Le vin Mariani est le témoin du progrès de la chimie en
1880 et même de la publicité, comme celui d’une insistance
sourde sur la magie des élixirs.
CHAPITRE III
MIEUX-ÊTRE ?
XXe SIÈCLE
Mieux-être ?
Luke, le personnage d’une nouvelle d’Edmund White, en
1988, se livre à une expérience psychologique : il « visualise
des cellules saines avalant des cellules malades 1316 » pour
retarder le moment où sa séropositivité se transforme en sida.

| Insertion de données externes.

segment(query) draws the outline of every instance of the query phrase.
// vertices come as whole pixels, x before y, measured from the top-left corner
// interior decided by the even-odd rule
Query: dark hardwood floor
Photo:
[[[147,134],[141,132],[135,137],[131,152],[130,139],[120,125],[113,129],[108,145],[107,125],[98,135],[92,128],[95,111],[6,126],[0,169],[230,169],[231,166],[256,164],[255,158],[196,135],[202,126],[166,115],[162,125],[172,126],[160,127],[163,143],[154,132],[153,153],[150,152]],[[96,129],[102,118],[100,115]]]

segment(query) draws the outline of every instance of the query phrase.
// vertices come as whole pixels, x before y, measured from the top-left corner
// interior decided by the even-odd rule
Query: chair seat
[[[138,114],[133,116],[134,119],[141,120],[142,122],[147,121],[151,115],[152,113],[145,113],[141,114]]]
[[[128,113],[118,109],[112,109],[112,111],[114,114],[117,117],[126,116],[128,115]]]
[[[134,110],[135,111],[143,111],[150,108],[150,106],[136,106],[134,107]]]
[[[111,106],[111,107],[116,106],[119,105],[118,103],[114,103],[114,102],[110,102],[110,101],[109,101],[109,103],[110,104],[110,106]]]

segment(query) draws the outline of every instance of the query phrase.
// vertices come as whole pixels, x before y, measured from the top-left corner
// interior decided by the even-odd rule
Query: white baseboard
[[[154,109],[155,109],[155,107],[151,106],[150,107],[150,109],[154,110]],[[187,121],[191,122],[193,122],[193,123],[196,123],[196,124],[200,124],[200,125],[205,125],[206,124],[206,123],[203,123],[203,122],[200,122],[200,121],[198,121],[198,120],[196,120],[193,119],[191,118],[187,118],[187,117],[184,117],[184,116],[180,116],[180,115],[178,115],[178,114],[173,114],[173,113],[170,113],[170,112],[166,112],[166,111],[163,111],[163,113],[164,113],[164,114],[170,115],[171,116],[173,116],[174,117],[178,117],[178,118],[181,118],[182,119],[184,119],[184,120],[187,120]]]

Il attend de son état imaginaire un effet sur son état cellulaire,
manifestant une étonnante confiance dans sa force intérieure ;
signe de la place grandissante donnée au registre
psychologique et à son efficacité supposée : « J’arrive à me
représenter les globules blancs telle une sorte de nuage de
salubrité 1317. »
Plus encore, les personnages de White indiquent un nouveau
rapport au mal : l’attente d’indices sanguins et de taux
globulaires ; une quête rythmant leurs gestes quotidiens ; la
possibilité de commenter interminablement le tableau chiffré
désignant leur état de résistance. C’est l’initiative plus grande
des acteurs que soulignent ces textes, avec cette formule
revenant comme un leitmotiv : « Tu dois te prendre en
charge 1318. » Le sida révèle ici les ultimes déplacements des
pôles préventifs : responsabilisation, individualisme, précision
du calcul du risque, sophistication des techniques de dépistage.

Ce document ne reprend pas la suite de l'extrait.